Prof Adam Finn is one of the UK’s leading experts on vaccines, and throughout the pandemic was a member of the JCVI, the body which advises the government on immunisation.
He was involved in key decisions on recommending the order in which the public received Covid vaccines and the age restrictions put on the AstraZeneca jab when the clots risks emerged.
Prof Finn, who is professor of paediatrics at the University of Bristol, says Covid vaccines were a massive success and “really saved a lot of people’s lives”. He is not involved in the legal action and believes the decisions taken in the UK around the vaccines’ use were correct.
But he says the VDPS is “clearly not working as it should” and that payments should be index-linked so that they reflect changes in the cost of living. He also criticises the “very arbitrary” 60% threshold for payouts.
Prof Finn adds that it’s necessary “to take a really good look” at compensation for all current and future vaccines.
I point out to Prof Finn that there was a danger in a report like this that it could undermine confidence in vaccines. He rejects this: “The only way to retain trust is to be honest.”
But he does think the inadequacies of the VDPS risk undermining that public confidence in vaccines.
While only a small proportion of people have been affected, he says, “they’ve been very seriously harmed and that is going to attract public attention. It’s going to be reported, and people are going to reflect on that, and people will want to see those people treated fairly”.
In a statement, AstraZeneca said: “We cannot comment on ongoing litigation.
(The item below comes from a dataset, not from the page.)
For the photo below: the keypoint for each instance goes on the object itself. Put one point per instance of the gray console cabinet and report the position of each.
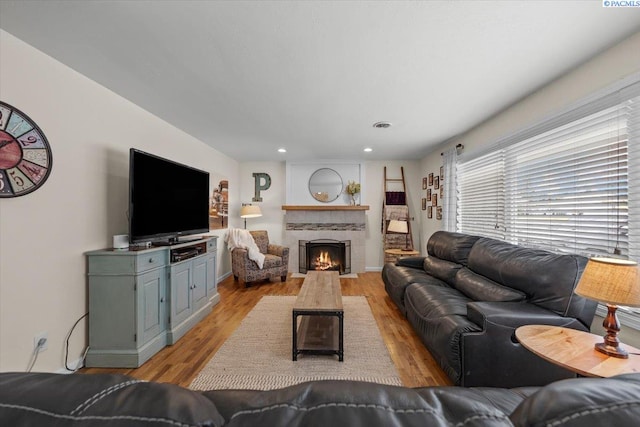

Our sympathy goes out to anyone who has lost loved ones or reported health problems. Patient safety is our highest priority.”
The statement added that AstraZeneca’s vaccine “has continuously been shown to have an acceptable safety profile and regulators around the world consistently state that the benefits of vaccination outweigh the risks of extremely rare potential side effects”.
The health secretary Wes Streeting recently met with people who have been injured or bereaved as a result of vaccine damage.
In a statement the Department of Health and Social Care (DHSC) said the meeting was to “listen to their concerns” and said “the government will look closely at these as we continue to learn and apply the lessons of the pandemic”.
The statement added: “Our deepest sympathies are with those who have suffered harm.”
The DHSC said the administrator of the VDPS had made operational changes to the scheme in an effort to reduce the time claimants wait for an outcome.
The workings of the VDPS will be considered in the next module of the Covid inquiry, which will begin taking evidence in January 2025.
Ms Moore, who expects to give evidence to the inquiry, says her clients are not “anti-vax”.
She says: “We are acting for people who stood up and got vaccinated. By definition they’re all pro-vaccination. This is an act to support vaccine confidence.”
As for the legal action against AstraZeneca, that could drag on for years.